The reaction among church leaders themselves has been mixed, with some praising the celibacy movement as a valid way to be both gay and Christian. But others have returned to the central question of how far Christianity can go in embracing homosexuality—even if people abstain from sex … [some leaders in Evangelical denominations are] not comfortable with the way in which some celibate gay Christians proudly label themselves as gay or queer. “Even if someone is struggling with same-sex attraction, I’d be concerned about reducing them to the word ‘gay,’ ” Mohler said.

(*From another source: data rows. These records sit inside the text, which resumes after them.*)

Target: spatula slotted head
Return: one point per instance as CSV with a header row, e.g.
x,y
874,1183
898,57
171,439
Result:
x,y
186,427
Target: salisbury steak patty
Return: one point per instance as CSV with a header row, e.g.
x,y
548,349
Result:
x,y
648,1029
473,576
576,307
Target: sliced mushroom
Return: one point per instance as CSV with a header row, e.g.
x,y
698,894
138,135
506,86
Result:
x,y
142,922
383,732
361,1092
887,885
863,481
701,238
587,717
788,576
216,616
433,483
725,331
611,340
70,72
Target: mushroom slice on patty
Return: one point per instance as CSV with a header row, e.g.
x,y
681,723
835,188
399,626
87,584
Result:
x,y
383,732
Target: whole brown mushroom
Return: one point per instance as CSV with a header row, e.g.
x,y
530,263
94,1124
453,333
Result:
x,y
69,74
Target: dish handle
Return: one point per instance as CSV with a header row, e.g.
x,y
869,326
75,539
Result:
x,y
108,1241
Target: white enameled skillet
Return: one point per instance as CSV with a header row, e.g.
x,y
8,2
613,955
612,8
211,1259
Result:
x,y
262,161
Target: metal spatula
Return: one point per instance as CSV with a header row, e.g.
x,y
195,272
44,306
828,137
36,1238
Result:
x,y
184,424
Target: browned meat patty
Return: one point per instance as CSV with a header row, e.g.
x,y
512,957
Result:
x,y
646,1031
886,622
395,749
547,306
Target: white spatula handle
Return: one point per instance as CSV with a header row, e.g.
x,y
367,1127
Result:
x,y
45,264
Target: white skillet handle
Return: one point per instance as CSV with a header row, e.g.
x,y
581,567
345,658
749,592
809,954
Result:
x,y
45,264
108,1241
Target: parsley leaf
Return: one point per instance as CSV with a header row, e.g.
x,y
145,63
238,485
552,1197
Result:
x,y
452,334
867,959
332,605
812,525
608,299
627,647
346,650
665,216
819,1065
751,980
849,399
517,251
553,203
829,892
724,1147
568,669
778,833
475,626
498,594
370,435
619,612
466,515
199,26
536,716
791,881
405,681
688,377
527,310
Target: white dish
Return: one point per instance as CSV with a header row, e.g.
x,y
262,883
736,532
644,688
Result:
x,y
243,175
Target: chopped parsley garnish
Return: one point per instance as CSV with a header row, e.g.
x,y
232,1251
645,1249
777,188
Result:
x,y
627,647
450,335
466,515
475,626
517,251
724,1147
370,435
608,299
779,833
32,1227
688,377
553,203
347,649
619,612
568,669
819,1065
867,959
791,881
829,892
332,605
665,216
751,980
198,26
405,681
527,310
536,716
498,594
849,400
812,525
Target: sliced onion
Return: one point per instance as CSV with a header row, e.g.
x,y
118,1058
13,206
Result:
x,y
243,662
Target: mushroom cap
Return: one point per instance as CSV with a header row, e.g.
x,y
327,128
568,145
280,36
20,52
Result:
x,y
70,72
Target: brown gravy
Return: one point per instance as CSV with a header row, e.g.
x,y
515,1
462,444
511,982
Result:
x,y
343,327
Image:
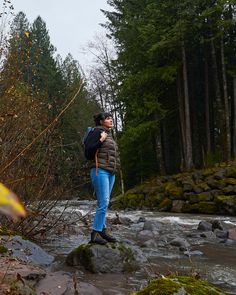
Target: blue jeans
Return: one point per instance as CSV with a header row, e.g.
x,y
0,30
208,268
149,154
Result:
x,y
103,184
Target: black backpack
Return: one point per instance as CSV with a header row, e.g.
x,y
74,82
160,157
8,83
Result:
x,y
87,134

Fair enough, as stated above. Reducing our whole identity to a matter of sexual attraction is an awful reductionism. Neither is being “gay” a gift from God, (though like any cross he permits, he can draw graces from it). However, we ought not shun all discussion and identification. For example, it is sometimes important for alcoholics to speak openly of their struggle and to identify with a group and a cultural category that can help both the afflicted and the wider community to find healthy ways of overcoming difficulties. “Over-identification” ought not be replaced by total silence either. Silence and shame are often related. But silence and shame are not usually healthy either.
Josh Gonnerman, 29, a theology PhD student at Catholic University, writes…“There is this shift from the more negative to the more positive,” he said. “In the past, the Catholic approach was: ‘Oh, sucks for you’ [that you’re gay]. The emphasis was on the difficulty. Celibacy is being reimagined.” Yes, in other words, celibacy is a good thing; the celibate life is a rich life.
The rest of the article by Michelle Boorstein is here: Gay Christians choosing celibacy emerge from the shadows.
So, it is good to finally see some publicity for those with same-sex attraction who live celibately. They are not few in number or percentage, as any Catholic pastor will tell you. There are many who do so. They are not usually among the loudest protestors; they usually live quietly as members of our congregation. Like any Catholics, they struggle with sin (sexual and otherwise), but they are in agreement with Church and biblical teaching and know how to find a confessional when sin of any kind overtakes them. It’s good to see another side to this story published in the Post.
Please be careful and gentle with your comments. The article is not perfect, people are not perfect. But it is worth affirming that some are striving to live the Church teaching. So, say what you mean and mean what you say—but don’t say it mean.